Besonders im Norden wählten andere schwarze Kolonisten die Patriot-Milizen und die Kontinentalarmee als ihren Weg in die Freiheit. Der Sklavenhalter George Washington wollte anfangs keine schwarzen Truppen aufnehmen. Als Reaktion auf den Truppenmangel, Dunmores Proklamation und das Drängen einiger seiner Untergebenen kehrte Washington Ende 1775 abrupt den Kurs um und befürwortete deren Rekrutierung. Der Kongress folgte nicht seiner Führung, aber nach 1777, als er den Staaten Truppenstädte auferlegte, schufen Städte und Staaten von Maryland nach Norden schwarze Bataillone. Sie hatten keine Probleme, sie mit Sklaven zu füllen, die nach Freiheit strebten. Schwarze Nordländer halfen somit allen Amerikanern, ihre Freiheit zu gewinnen, selbst wenn sie ihre eigene ergriffen. Das Chaos und die Möglichkeiten des Krieges haben die Sklaverei im Norden möglicherweise noch mehr untergraben als die Ideologie der Revolution.

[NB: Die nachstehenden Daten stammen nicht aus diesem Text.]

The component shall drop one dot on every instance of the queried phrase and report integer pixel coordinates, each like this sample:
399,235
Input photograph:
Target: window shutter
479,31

Aber es war die Kombination von Ideen und Öffnungen vor Ort, die der amerikanischen Revolution ihre Bedeutung für die Sklaverei verlieh. Insbesondere die Sklaverei im Norden erlitt einen Todesstoß. Es gab somit nicht nur kurzfristig Tausenden von Schwarzen Freiheit, sondern schuf auch einen Zufluchtsort für flüchtige Sklaven künftiger Generationen. Die Abschaffung des Nordens legte auch den Grundstein für den Bürgerkrieg, indem sie die Institution eigenartig und abschnittsweise machte. Allein aus diesem Grund könnte man sagen, dass die Revolution nach dem Bürgerkrieg an zweiter Stelle steht, was für die Geschichte der amerikanischen Sklaverei und Abschaffung von Bedeutung ist.